Acta Crystallogr Sect F Struct Biol Cryst Commun. 2010 Nov 1;66(Pt 11):1511-6. doi: 10.1107/S1744309110036791. Epub 2010 Oct 29.
Dihydrodipicolinate synthase (DHDPS) is an oligomeric enzyme that catalyzes the first committed step of the lysine-biosynthesis pathway in plants and bacteria, which yields essential building blocks for cell-wall and protein synthesis. DHDPS is therefore of interest to drug-discovery research as well as to studies that probe the importance of quaternary structure to protein function, stability and dynamics. Accordingly, DHDPS from the psychrophilic (cold-dwelling) organism Shewanella benthica (Sb-DHDPS) was cloned, expressed, purified and crystallized. The best crystals of Sb-DHDPS were grown in 200 mM ammonium sulfate, 100 mM bis-tris pH 5.0-6.0, 23-26%(w/v) PEG 3350, 0.02%(w/v) sodium azide and diffracted to beyond 2.5 Å resolution. Processing of diffraction data to 2.5 Å resolution resulted in a unit cell with space group P2(1)2(1)2(1) and dimensions a = 73.1, b = 84.0, c = 143.7 Å. These studies of the first DHDPS enzyme to be characterized from a bacterial psychrophile will provide insight into the molecular evolution of enzyme structure and dynamics.

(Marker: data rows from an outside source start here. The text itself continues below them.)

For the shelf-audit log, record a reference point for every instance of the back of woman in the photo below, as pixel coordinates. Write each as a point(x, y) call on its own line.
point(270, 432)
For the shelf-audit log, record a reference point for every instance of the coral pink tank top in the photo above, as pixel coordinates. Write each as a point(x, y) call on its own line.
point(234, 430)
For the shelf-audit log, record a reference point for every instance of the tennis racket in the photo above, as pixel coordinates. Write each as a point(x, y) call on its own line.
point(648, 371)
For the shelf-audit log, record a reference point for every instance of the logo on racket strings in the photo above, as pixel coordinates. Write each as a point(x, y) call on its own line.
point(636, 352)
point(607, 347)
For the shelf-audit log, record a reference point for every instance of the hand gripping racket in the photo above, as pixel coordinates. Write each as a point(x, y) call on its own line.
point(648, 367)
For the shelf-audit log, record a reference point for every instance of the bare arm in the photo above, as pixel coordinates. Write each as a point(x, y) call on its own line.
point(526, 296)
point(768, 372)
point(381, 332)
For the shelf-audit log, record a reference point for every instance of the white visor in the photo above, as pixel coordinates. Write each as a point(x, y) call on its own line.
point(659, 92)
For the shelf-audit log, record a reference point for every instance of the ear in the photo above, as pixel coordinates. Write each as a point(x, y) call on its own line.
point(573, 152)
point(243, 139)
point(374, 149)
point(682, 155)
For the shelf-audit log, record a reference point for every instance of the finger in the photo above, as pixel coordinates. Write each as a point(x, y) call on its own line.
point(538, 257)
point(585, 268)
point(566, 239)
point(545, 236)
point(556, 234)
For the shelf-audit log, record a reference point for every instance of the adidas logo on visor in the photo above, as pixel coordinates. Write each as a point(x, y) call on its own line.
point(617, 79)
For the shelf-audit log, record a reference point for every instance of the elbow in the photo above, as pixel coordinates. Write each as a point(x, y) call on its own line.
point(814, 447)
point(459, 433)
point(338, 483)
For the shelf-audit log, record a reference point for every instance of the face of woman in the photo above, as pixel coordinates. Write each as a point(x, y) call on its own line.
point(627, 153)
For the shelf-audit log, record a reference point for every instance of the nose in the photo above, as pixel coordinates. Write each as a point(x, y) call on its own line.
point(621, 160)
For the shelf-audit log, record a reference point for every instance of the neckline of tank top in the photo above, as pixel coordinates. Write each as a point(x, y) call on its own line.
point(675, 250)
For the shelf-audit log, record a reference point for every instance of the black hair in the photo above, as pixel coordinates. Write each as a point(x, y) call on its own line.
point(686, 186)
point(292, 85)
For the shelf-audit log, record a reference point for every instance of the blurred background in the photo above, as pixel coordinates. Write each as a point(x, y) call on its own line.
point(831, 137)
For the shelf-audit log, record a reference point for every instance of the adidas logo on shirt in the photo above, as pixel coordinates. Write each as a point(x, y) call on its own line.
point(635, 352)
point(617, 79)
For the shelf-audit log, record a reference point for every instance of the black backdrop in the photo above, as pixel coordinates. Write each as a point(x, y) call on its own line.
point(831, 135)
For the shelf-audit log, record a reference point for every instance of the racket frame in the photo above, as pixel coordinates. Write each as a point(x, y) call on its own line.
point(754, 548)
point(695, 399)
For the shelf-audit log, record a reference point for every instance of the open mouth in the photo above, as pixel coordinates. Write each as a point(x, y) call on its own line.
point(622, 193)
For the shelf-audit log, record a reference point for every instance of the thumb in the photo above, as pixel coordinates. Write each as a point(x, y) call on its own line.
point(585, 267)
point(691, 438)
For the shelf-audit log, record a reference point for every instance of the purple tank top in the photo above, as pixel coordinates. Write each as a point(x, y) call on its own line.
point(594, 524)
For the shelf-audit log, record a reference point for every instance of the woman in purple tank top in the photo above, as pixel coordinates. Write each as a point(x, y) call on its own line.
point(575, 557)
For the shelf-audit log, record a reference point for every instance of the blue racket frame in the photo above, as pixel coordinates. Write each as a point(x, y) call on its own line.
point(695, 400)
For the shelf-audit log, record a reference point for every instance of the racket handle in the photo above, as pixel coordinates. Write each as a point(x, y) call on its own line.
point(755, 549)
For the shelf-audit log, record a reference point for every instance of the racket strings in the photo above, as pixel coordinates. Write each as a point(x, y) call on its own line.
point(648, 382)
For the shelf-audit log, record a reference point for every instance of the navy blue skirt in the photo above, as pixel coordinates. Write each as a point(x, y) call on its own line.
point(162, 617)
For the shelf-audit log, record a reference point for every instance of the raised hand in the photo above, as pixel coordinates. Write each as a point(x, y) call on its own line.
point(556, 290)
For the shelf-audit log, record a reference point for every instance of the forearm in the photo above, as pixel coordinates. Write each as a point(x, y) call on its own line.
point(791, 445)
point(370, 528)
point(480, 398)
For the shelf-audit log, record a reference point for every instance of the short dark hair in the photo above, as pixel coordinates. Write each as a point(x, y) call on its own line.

二氢二吡啶酸合酶(DHDPS)是一种寡聚酶,催化植物和细菌中赖氨酸生物合成途径的首个关键步骤,该步骤产生细胞壁和蛋白质合成所需的基本构件。因此,DHDPS对于药物研发研究以及探究四级结构对蛋白质功能、稳定性和动力学的重要性的研究都具有重要意义。相应地,来自嗜冷(栖居于寒冷环境)生物嗜压希瓦氏菌(Sb-DHDPS)的DHDPS被克隆、表达、纯化并结晶。Sb-DHDPS的最佳晶体在含有200 mM硫酸铵、100 mM二(2-羟乙基)氨基三(羟甲基)甲烷pH 5.0 - 6.0、23 - 26%(w/v)聚乙二醇3350、0.02%(w/v)叠氮化钠的溶液中生长,并衍射至2.5 Å以上分辨率。将衍射数据处理至2.5 Å分辨率得到一个空间群为P2(1)2(1)2(1)的晶胞,其尺寸为a = 73.1、b = 84.0、c = 143.7 Å。这些对首个从嗜冷细菌中鉴定出的DHDPS酶的研究将为酶结构和动力学的分子进化提供深入见解。